Hope you could suggest me, as an ecologist (not a philosopher or a mathematical statistician) a similar synthesis of the Bayesian philosophical perspective. I quite enjoyed reading the following introductory book, Stone JV (2013) Bayes’ Rule. A tutorial introduction to Bayesian analysis. Sebtel Press, 170 pp., but would like to go further.
All the best
Luís Silva
Of course one of the best known philosophical problems of confirmation concerns (armchair) ornithology!
Jeremy Fox: I need to be honest regarding something you say in your article:
“One thing philosophers (again, at least in the “analytic” tradition) are good at is having productive arguments. In my experience, you don’t see philosophers just repeating the same points and ignoring the arguments of their opponents, hoping to win the argument by sheer force of repetition.”
Philosophers may pride themselves on doing this, and often they do—but an exception seems to be philosophy of confirmation/statistics. That is why my post of April 1, 2011 could even be an “April Fool’s” joke. https://errorstatistics.com/2012/04/01/3102/
Some people were hopeful when they first saw this post, until I deflated them by pointing to the date. I don’t mean people adhere to a given Bayesian howler in the face of a frequentist clarification/response, I mean that the clarification/response is never mentioned, not once, and texts such as Howson and Urbach repeat the howler verbatim, as do the next generation of students. I’m prepared to admit/allow the possibility that this would be much less likely to occur were I a male.
Good point. And a depressing one, on two counts. As an outsider to philosophy, I like my idealized image of it as a field in which there’s a “culture” of productive debate. It’s depressing to be told that my idealized mental image isn’t even a near approximation to reality, at least when it comes to philosophy of statistics. And it’s doubly depressing to be told that sexism might be the reason (not surprising, of course–I may idealize philosophy a bit but I’m not naive–but depressing all the same).

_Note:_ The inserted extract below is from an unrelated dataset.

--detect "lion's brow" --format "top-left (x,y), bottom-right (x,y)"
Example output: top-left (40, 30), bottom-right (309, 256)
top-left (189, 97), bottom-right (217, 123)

Given that some of the debates in which you’ve been engaged are long-standing ones that have been quite polarized for a while, do you think it’s possible that some of the difficulty you’ve had in getting Bayesians to engage with your arguments is down to that long-standing polarization? Not that that’s mutually exclusive with sexism, of course.
Jeremy: I want to make 100% sure that a vague, speculative conjecture of mine (which I’m sure wouldn’t wholly explain things) isn’t taken as an allegation with actual evidence. A hunch or feeling, to me, is not evidence in the least. So I had better not answer your leading questions.